Installing Bazel
Bazelisk is the recommended way to install Bazel on Ubuntu, Windows, and macOS. It automatically downloads and installs the appropriate version of Bazel. Use Bazelisk if you need to switch between different versions of Bazel depending on the current working directory, or to always keep Bazel updated to the latest release.
For more details, see the official README.
Updating Bazel
Bazel has a backward compatibility policy (see guidance for rolling out incompatible changes if you are the author of one). That page summarizes best practices on how to test and migrate your project with upcoming incompatible changes and how to provide feedback to the incompatible change authors.
Managing Bazel versions with Bazelisk
Bazelisk helps you manage Bazel versions.
Bazelisk can:
- Auto-update Bazel to the latest LTS or rolling release.
- Build the project with a Bazel version specified in the .bazelversion file. Check in that file into your version control to ensure reproducibility of your builds.
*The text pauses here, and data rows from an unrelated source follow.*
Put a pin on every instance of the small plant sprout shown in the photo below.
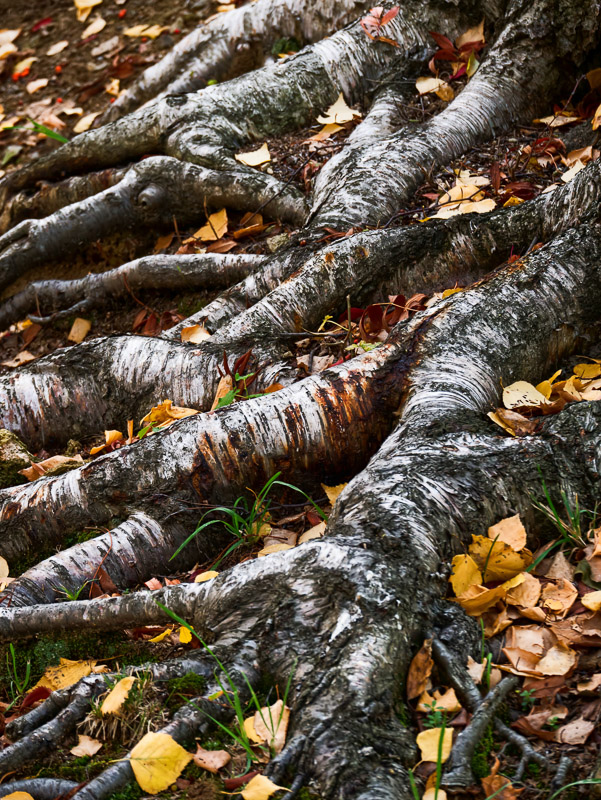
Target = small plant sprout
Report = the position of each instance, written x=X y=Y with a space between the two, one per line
x=244 y=521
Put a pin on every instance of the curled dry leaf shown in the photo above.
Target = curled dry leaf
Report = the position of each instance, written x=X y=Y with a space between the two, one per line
x=157 y=761
x=338 y=113
x=211 y=760
x=255 y=158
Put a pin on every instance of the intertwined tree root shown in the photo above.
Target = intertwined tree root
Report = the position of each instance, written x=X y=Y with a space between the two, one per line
x=344 y=613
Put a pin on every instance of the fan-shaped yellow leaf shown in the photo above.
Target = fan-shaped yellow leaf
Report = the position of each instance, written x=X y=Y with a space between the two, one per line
x=428 y=742
x=157 y=761
x=117 y=696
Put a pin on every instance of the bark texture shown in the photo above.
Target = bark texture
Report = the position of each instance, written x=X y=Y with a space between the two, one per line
x=408 y=419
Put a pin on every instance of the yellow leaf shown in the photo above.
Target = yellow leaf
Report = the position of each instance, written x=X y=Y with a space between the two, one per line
x=65 y=674
x=195 y=334
x=85 y=122
x=117 y=696
x=338 y=113
x=316 y=532
x=333 y=492
x=428 y=742
x=255 y=158
x=260 y=788
x=273 y=548
x=86 y=746
x=157 y=761
x=166 y=413
x=84 y=8
x=522 y=393
x=185 y=635
x=435 y=85
x=465 y=574
x=215 y=228
x=162 y=635
x=592 y=600
x=206 y=576
x=511 y=531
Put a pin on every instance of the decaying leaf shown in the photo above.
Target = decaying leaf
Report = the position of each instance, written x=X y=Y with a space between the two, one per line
x=215 y=228
x=255 y=158
x=117 y=696
x=211 y=760
x=260 y=788
x=338 y=113
x=157 y=761
x=428 y=743
x=86 y=746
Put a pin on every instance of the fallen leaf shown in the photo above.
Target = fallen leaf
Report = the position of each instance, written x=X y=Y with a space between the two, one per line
x=428 y=743
x=435 y=85
x=254 y=158
x=157 y=761
x=117 y=696
x=195 y=334
x=86 y=746
x=420 y=670
x=338 y=113
x=333 y=492
x=57 y=48
x=24 y=357
x=84 y=8
x=85 y=122
x=94 y=27
x=215 y=228
x=205 y=576
x=211 y=760
x=65 y=674
x=511 y=531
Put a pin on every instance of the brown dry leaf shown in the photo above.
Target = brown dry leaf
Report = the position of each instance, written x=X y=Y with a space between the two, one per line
x=496 y=560
x=65 y=674
x=575 y=732
x=215 y=227
x=420 y=670
x=333 y=492
x=79 y=330
x=316 y=532
x=511 y=531
x=558 y=597
x=117 y=696
x=465 y=574
x=338 y=113
x=225 y=385
x=558 y=660
x=255 y=158
x=591 y=600
x=493 y=782
x=260 y=788
x=86 y=746
x=271 y=724
x=24 y=357
x=166 y=413
x=195 y=334
x=428 y=743
x=54 y=464
x=435 y=86
x=211 y=760
x=591 y=685
x=157 y=761
x=525 y=595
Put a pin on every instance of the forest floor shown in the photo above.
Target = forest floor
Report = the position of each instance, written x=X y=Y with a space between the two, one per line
x=59 y=91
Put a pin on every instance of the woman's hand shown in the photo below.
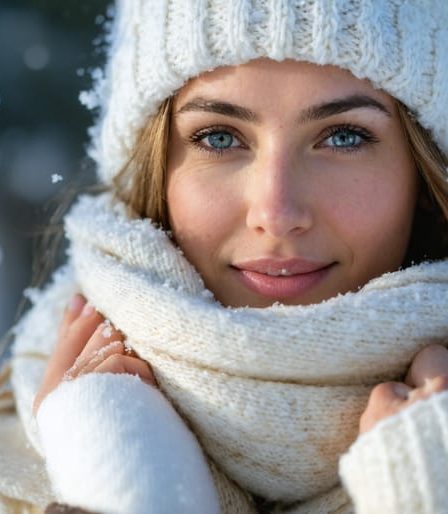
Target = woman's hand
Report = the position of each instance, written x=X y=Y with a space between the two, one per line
x=427 y=375
x=88 y=343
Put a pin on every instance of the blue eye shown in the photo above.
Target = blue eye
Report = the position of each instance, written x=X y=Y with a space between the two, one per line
x=216 y=140
x=345 y=139
x=219 y=140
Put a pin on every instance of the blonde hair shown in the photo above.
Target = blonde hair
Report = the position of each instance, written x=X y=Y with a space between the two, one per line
x=142 y=182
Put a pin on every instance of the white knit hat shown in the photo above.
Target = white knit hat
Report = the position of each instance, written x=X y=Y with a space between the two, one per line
x=157 y=45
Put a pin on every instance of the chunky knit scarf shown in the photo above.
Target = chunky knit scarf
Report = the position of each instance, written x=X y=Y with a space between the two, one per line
x=274 y=395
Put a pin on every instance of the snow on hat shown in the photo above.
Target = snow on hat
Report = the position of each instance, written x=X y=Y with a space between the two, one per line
x=158 y=45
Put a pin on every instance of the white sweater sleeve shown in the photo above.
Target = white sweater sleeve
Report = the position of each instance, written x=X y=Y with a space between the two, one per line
x=115 y=445
x=401 y=465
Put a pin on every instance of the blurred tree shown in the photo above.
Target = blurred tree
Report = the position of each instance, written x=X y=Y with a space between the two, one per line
x=48 y=50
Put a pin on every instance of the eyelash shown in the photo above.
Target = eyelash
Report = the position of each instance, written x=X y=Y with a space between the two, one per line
x=366 y=136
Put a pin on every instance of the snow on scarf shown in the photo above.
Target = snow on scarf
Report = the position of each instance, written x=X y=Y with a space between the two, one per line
x=275 y=394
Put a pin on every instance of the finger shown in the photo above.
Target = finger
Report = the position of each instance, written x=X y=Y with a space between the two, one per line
x=96 y=358
x=432 y=386
x=67 y=350
x=429 y=363
x=72 y=344
x=385 y=399
x=104 y=334
x=72 y=311
x=125 y=364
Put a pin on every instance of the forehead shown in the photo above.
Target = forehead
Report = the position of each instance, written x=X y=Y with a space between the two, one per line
x=288 y=84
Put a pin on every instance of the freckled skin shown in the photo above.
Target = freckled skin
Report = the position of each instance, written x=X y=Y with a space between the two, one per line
x=279 y=191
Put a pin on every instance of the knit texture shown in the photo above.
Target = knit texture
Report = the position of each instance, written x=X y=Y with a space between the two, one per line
x=401 y=448
x=158 y=45
x=273 y=394
x=121 y=440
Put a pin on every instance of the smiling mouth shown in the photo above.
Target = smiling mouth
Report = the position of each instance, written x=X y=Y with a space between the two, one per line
x=280 y=282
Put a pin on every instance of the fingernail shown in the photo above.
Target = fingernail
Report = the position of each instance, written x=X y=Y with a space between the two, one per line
x=402 y=391
x=76 y=303
x=88 y=310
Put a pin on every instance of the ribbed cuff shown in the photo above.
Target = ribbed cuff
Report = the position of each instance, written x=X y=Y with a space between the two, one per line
x=115 y=445
x=401 y=465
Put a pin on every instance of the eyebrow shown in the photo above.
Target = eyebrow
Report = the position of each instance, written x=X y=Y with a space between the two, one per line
x=313 y=113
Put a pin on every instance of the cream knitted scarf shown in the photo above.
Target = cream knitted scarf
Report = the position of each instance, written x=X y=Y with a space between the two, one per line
x=274 y=395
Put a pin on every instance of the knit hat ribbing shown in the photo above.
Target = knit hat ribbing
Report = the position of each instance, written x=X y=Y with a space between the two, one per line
x=158 y=45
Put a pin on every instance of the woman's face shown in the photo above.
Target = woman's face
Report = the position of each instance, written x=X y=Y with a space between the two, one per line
x=288 y=182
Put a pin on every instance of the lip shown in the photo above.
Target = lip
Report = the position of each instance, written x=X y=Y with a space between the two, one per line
x=302 y=276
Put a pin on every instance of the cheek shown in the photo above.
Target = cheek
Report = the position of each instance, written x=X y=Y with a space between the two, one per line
x=200 y=214
x=374 y=212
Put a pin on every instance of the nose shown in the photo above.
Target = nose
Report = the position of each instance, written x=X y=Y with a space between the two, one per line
x=277 y=198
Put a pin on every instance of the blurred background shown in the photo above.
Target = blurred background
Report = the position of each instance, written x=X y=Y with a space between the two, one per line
x=48 y=52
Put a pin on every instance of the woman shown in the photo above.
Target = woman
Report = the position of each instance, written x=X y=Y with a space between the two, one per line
x=274 y=141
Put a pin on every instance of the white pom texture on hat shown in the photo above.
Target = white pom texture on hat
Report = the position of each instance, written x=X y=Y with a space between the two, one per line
x=157 y=45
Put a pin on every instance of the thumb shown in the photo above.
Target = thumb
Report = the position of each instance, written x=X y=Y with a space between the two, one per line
x=429 y=363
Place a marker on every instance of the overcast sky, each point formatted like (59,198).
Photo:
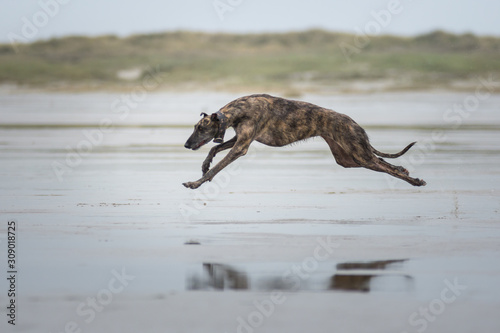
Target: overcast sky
(42,19)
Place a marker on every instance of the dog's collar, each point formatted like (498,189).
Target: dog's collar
(223,120)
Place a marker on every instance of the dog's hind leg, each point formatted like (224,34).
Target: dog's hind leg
(378,164)
(341,156)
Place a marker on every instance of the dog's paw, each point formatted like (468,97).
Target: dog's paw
(205,167)
(192,185)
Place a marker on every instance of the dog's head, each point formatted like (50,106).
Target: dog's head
(208,128)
- Help migrate your project for incompatible changes (see above)
- Easily try release candidates
Recommended migration process
Within minor updates to any LTS release, any project can be prepared for the next release without breaking compatibility with the current release. However, there may be backward-incompatible changes between major LTS versions.
Follow this process to migrate from one major version to another:
- Read the release notes to get advice on how to migrate to the next version.
- Major incompatible changes should have an associated
--incompatible_*
flag and a corresponding GitHub issue:- Migration guidance is available in the associated GitHub issue.
- Tooling is available for some of incompatible changes migration. For example, buildifier.
- Report migration problems by commenting on the associated GitHub issue.
After migration, you can continue to build your projects without worrying about backward-compatibility until the next major release.